Pero los asesores de Churchill tenían más confianza en Le Bon que en sus propios ojos, y cuando llegó el momento se pusieron ellos también a “socavar” la moral de la población civil alemana. Más de la mitad de las ciudades alemanas quedaron totalmente destruidas. En una sola noche murieron en Dresde más personas que en Londres en toda la guerra. En esas circunstancias, el doctor Friedrich Panse apuntó: “Dada la gravedad y la duración de la presión psicológica, la respuesta de la población fue llamativamente equilibrada y disciplinada”. Un equipo de economistas británicos que estudió sobre el terreno la recuperación posterior concluyó que fue más rápida en las veinticinco ciudades destruidas que ellos estudiaron que en el grupo de control de catorce que no habían sido bombardeadas.

Resultaba que, en lugar de sucumbir ante el empuje del salvaje interior, el “fino barniz” de la civilización se endurecía con la adversidad. Pero, aunque el hombre no parece ser en realidad un lobo para el hombre, sí es el animal que tropieza repetidamente en la misma piedra, y veinticinco años más tarde los Estados Unidos lanzaron sobre Vietnam tres veces más bombas que las que cayeron sobre Alemania en toda la guerra. Su efecto sobre la moral de la población norvietnamita es conocido por todos.

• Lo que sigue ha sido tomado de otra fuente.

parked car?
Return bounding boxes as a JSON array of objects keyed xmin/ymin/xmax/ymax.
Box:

Veinte escolares americanos caen en un avión al mar y van a parar a una isla desierta. No hay ni un solo adulto allí, es la felicidad completa. Instauran un hermoso plan de sólo tres puntos: divertirse, sobrevivir y hacer señales de humo veinticuatro horas al día. Todo va bien, pero pronto todo empieza a ir mal. Los instintos violentos van ganando terreno. Cuando por fin ven un barco en la distancia, resulta que han abandonado el fuego, y no pueden hacer señales de humo. Varias semanas después son rescatados, pero, para entonces, tres de esos muchachos han muerto ya de forma violenta. Su joven líder llora “por las tinieblas en el corazón del ser humano”. Es otra vez Le Bon. Y es, otra vez, una ficción. Y, otra vez, un éxito rotundo. “El señor de las moscas” se vende como churros, traducido a treinta idiomas.

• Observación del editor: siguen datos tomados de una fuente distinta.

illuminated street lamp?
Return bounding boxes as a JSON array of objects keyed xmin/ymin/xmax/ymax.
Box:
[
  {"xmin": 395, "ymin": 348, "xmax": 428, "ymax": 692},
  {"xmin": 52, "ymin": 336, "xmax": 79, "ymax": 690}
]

Pero no habla de la realidad. La realidad es muy distinta. En 1977 seis chicos de Tonga, una isla del Pacífico, salen a pescar. Con poca pericia y mucha improvisación, pronto naufragan y terminan en una pequeña roca inhóspita aislada en el océano: ‘Ata. Si en “El señor de las moscas” el fuego queda desatendido y se apaga, en ‘Ata el fuego se mantuvo durante todo el tiempo -¡más de un año!- que pasaron allí. Trabajaban por turnos estrictos: dos cocinaban, dos cuidaban el huerto, dos oteaban el horizonte. Intervenían en las discusiones y apaciguaban los ánimos alterados. Cuando les rescataron, vivos y sanos, tenían, además del huerto y un fuego permanente, un aljibe para recoger agua, un gimnasio, una pista de bádminton y jaulas con gallinas.

Esto fue lo que ocurrió cuando las circunstancias de la historia de “El señor de las moscas” se dieron en el mundo real. Las historias que se empeñan en convencernos de que escondemos un abismo de maldad dentro de nosotros no solamente no son útiles, sino que ni siquiera son ciertas.